One plan of attack for a day such as Tuesday, with temperatures in the 90s and high humidity, is to stay under the big tent and view the bands presented on the two stages there. You still get a good cross-sampling of what the festival had to offer, without standing in the blazing sun at one of the satellite stages.
By doing just that, this reviewer was able to take in the sights and sounds of 10 bands in about five hours, as each band was allotted 30 minutes to make a connection with the crowd and hopefully leave them with a lasting impression.
Up first was Forever The Sickest Kids, an alternative pop and rock band from Dallas, Texas. This quintet put on a good show and used its 30 minutes wisely, playing seven of its most accessible and popular numbers, as lead singer Jonathan Cook pulled at, stretched out and finally tore up his light green T-shirt. Standouts included “She’s a Lady” from 2008’s debut “Underdog Alma Mater,” “What Do You Want From Me,” from 2009 EP “The Weekend: Friday,” and “Nice To Meet You,” the band’s most recent single from the album “J.A.C.K.”
Big D and the Kids Table, a punk/ska/reggae collective from Boston, was determined to fit in as many songs as humanly possible. The band’s fast-charging songs with multiple tempo changes and accented by tenor saxophone and trombone were well received as the somewhat large gathering in front of the stage body surfed and danced throughout the performance. Lead singer David McWane chastised himself for talking too much when the band was forced to cut a song, “only” making it through eight in its 30 minutes.
Dayton, Ohio’s Hawthorne Heights, a post-hardcore and alternative rock quintet whose first two albums went gold, played six of its most-popular tunes to a much-more subdued crowd than the one that had just witnessed Big D and company. Standouts included “Silver Bullet,” “Saying Sorry” and a few from most-recent album “Zero,” with singer JT Woodruff sitting on the front of the stage for the final two numbers.

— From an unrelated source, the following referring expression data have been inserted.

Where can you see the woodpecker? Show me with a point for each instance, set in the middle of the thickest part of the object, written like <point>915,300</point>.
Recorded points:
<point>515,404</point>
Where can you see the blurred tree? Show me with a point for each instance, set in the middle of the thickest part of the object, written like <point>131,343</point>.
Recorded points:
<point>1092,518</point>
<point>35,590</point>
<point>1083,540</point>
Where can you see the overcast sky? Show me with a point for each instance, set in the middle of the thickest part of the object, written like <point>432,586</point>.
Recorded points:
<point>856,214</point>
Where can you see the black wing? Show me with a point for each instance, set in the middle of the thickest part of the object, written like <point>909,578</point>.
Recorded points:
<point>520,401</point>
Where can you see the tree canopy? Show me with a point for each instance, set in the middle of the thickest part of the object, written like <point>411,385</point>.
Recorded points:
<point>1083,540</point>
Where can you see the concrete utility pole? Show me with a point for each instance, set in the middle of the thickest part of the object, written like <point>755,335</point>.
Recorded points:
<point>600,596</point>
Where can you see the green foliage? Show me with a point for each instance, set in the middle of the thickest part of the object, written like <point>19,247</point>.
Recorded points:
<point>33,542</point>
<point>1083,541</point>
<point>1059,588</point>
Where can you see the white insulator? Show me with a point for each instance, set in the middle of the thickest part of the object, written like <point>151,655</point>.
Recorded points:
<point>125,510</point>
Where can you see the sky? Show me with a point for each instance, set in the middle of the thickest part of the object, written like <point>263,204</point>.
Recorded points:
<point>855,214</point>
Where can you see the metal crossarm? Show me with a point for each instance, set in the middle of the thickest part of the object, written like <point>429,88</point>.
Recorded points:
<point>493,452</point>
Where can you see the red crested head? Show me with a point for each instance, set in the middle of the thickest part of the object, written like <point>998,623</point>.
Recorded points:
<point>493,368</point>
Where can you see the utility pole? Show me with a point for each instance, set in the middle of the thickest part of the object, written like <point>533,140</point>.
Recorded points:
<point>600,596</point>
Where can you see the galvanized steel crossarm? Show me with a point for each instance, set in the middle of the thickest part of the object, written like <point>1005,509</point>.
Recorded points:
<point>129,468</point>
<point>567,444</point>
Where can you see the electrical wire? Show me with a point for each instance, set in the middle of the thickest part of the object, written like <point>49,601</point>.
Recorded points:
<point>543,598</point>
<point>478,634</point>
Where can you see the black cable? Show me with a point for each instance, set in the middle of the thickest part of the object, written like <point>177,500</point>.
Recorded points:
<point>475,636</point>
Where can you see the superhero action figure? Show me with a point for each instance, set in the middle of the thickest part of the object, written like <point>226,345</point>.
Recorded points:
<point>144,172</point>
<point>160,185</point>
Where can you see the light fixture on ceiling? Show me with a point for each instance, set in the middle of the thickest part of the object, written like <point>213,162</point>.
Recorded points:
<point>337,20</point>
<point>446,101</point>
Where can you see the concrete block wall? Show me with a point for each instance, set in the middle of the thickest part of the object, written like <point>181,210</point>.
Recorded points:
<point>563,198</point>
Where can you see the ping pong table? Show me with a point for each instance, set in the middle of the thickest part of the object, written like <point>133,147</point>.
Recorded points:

The Warped Tour took on an international flair as Tonight Alive, a quintet fronted by Jenna McDougall which came all the way from Sydney, Australia, took over. The band and its 19-year-old lead singer who has been described as an ingénue with attitude, played a handful of pop punk songs, filmed a promo for the folks back home and snapped pictures from the stage. Musical highlights included debut single “Wasting Away,” most recent one, “The Ocean,” and set finisher, “Breaking and Entering.”
Story of the Year, a post-hardcore band from St. Louis, scored big with “Anthem of Our Dying Day,” “Wake Up” and “Until the Day I Die,” which featured bass guitarist Adam Russell roaming through the crowd, playing from on top of the chairs in the 100-section and moshing with fans in the pit in front of the stage.
Stick to Your Guns, a hardcore band from Orange County, Calif., was not much to my liking, but I quite enjoyed The Summer Set, a pop rock band from Scottsdale, Ariz. Standouts for the latter included early tunes “Someone Like You” and “Chelsea” and a handful of tunes from new album “Legendary.”
Also took in partial sets from Action Item, a pop band from Bergen, N.J., which seemed absolutely thrilled to finally be part of the Warped Tour (“First time I went to Warped, I was in the eighth grade,” said singer Brian Cag), Gin Wigmore, a singer-songwriter from New Zealand, and The Early November, a pop-punk band from New Jersey.